06 de Julio de 2000 | 13:06 | El Mercurio Electrónico
Había 16 pelotas gigantes -de esas con cascos blancos y negros- desde las que aparecía lo supuestamente más representativo de cada uno de los países participantes en ese Mundial.
Beckenbauer, la tarde del '74 en que Alemania fue campeón

Tan grabada como el himno (que todavía el Canal 13 lo usa como cortina de sus programas deportivos) tengo la imagen de los Quincheros, con el Patito Chiquito entumido saliendo de la pelota de Chile, en la más fría mañana que podía regalar el cielo muniqués de ese junio de 1974.

Miré mi pelota plástica y como era muy chico la rajé para ver qué me salía. Terminé llorando, porque en ese viejo momento frente a la Antú en un obvio blanco y negro me di cuenta de que nos mentían.

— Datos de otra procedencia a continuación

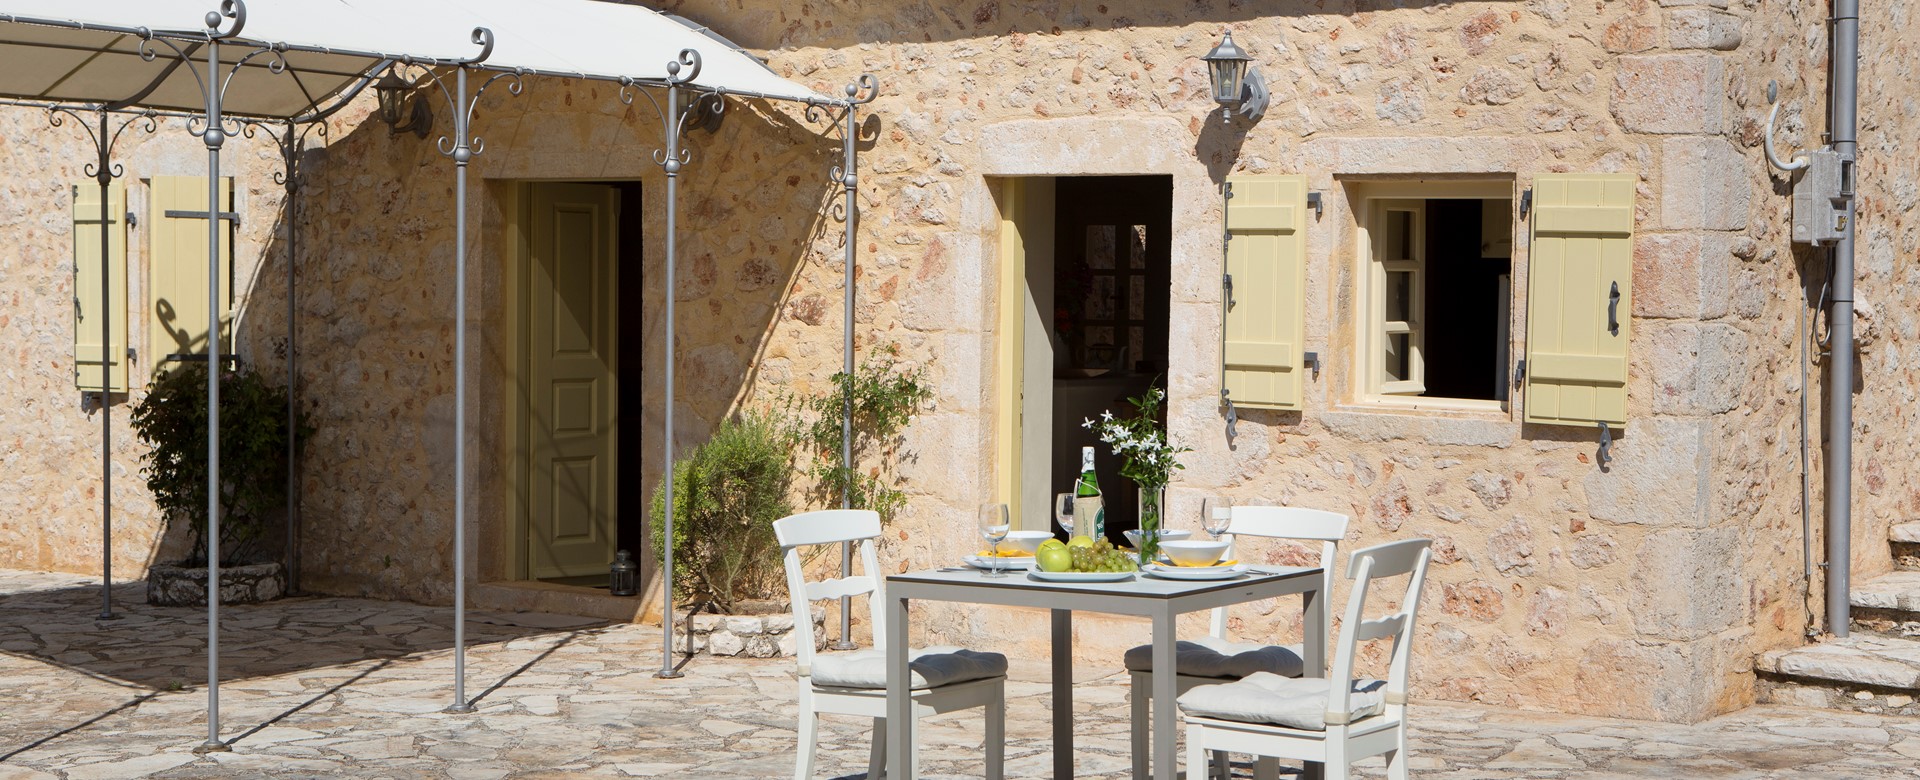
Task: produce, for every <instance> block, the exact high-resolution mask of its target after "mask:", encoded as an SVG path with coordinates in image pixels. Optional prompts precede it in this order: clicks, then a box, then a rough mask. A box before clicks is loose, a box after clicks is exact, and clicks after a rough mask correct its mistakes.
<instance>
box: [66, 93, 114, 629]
mask: <svg viewBox="0 0 1920 780" xmlns="http://www.w3.org/2000/svg"><path fill="white" fill-rule="evenodd" d="M111 144H113V136H111V134H108V111H106V110H100V136H98V138H94V146H98V152H100V159H98V161H96V165H98V169H96V171H94V181H96V183H100V619H102V621H111V619H115V617H117V615H113V361H115V359H127V355H115V353H113V327H111V323H113V271H111V269H113V244H111V238H109V236H111V231H109V229H108V219H109V217H111V209H109V207H108V206H109V204H108V196H109V192H111V184H113V169H111V167H109V159H108V158H109V156H111V150H109V146H111ZM75 261H77V259H75Z"/></svg>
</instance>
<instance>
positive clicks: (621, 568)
mask: <svg viewBox="0 0 1920 780" xmlns="http://www.w3.org/2000/svg"><path fill="white" fill-rule="evenodd" d="M609 569H611V571H609V578H607V590H609V592H612V594H614V596H634V594H637V592H639V565H637V563H634V555H630V553H628V551H626V549H622V551H618V553H614V557H612V567H609Z"/></svg>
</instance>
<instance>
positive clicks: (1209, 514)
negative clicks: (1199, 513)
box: [1200, 496, 1233, 542]
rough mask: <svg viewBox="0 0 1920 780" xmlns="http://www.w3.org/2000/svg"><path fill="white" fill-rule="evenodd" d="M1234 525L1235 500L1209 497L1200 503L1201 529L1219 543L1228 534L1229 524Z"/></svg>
mask: <svg viewBox="0 0 1920 780" xmlns="http://www.w3.org/2000/svg"><path fill="white" fill-rule="evenodd" d="M1231 523H1233V500H1227V498H1221V496H1208V498H1206V500H1202V501H1200V528H1202V530H1206V532H1208V536H1212V538H1213V542H1219V536H1221V534H1225V532H1227V524H1231Z"/></svg>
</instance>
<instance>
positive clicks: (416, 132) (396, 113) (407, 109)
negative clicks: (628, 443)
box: [372, 69, 434, 138]
mask: <svg viewBox="0 0 1920 780" xmlns="http://www.w3.org/2000/svg"><path fill="white" fill-rule="evenodd" d="M372 90H374V96H376V98H380V121H384V123H386V127H388V131H390V133H394V134H399V133H413V134H415V136H419V138H426V133H428V131H430V129H432V127H434V111H432V110H428V108H426V100H413V85H409V83H407V79H401V77H399V73H394V69H388V71H386V75H382V77H380V81H376V83H374V85H372Z"/></svg>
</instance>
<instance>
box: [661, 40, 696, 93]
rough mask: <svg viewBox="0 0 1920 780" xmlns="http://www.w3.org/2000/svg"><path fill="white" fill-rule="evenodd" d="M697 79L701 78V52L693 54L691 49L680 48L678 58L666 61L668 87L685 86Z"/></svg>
mask: <svg viewBox="0 0 1920 780" xmlns="http://www.w3.org/2000/svg"><path fill="white" fill-rule="evenodd" d="M680 71H685V75H682V73H680ZM699 77H701V52H695V50H691V48H682V50H680V56H678V58H674V60H668V61H666V83H668V85H674V86H685V85H691V83H693V79H699Z"/></svg>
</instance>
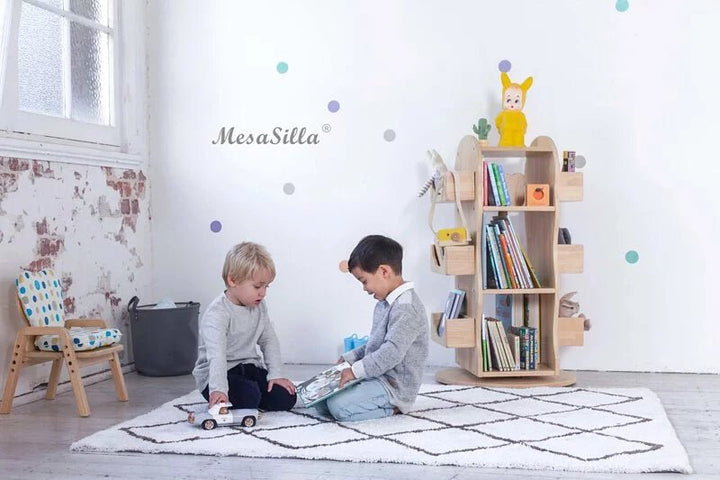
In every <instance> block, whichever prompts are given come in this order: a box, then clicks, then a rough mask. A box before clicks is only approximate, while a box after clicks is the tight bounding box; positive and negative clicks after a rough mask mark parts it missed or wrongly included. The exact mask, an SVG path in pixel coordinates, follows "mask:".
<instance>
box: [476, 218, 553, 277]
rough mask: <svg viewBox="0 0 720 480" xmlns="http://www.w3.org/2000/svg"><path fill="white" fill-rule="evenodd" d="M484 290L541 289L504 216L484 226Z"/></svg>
mask: <svg viewBox="0 0 720 480" xmlns="http://www.w3.org/2000/svg"><path fill="white" fill-rule="evenodd" d="M484 233H485V235H484V237H485V247H484V248H485V252H484V256H485V259H486V261H484V262H483V268H484V270H485V288H500V289H507V288H540V286H541V285H540V280H539V279H538V277H537V274H536V273H535V270H534V269H533V266H532V263H531V262H530V258H529V257H528V254H527V252H526V251H525V248H524V247H523V246H522V244H521V243H520V241H519V240H518V237H517V235H516V233H515V229H514V228H513V225H512V222H511V221H510V219H509V218H508V217H507V216H504V215H501V216H496V217H493V219H492V221H491V222H490V223H489V224H487V225H485V232H484Z"/></svg>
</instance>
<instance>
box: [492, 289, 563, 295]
mask: <svg viewBox="0 0 720 480" xmlns="http://www.w3.org/2000/svg"><path fill="white" fill-rule="evenodd" d="M482 293H483V295H507V294H521V293H537V294H554V293H555V289H554V288H485V289H483V290H482Z"/></svg>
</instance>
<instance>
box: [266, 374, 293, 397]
mask: <svg viewBox="0 0 720 480" xmlns="http://www.w3.org/2000/svg"><path fill="white" fill-rule="evenodd" d="M273 385H280V386H281V387H283V388H284V389H285V390H287V391H288V393H290V395H293V394H295V384H294V383H292V382H291V381H290V380H288V379H287V378H273V379H272V380H269V381H268V392H269V391H270V390H272V387H273Z"/></svg>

Sólo me alegré de nuevo cuando pasaron el comercial de Ambrosoli, en el que los dulces bailaban (yo ya había intentado con los míos, pero entonces pensé que me habían salido fallados) y me distraje pegando los monitos de los jugadores en un álbum gordo, mitad fotos, mitad dibujos.

Me estaba quedando dormido o los recuerdos con los años se ponen como tela de cebolla, pero tengo luces de mis hermanos remeciéndome para ver a Chile con Alemania.

Ya entonces empecé a escuchar eso de "seguir trabajando". Por esos días por primera vez vi a mis hermanos abrazarse después del gol del Negro Ahumada a la otra Alemania.

Por primera vez supe que había dos Alemanias y por primera, pero no por última vez preguntaba por qué no había dos Chile.

Después sabría que sí.

Si todo eso se lo debo a un Mundial (a un Mundial hecho en Alemania, precisemos) ya tengo ganas de que sea el 2006.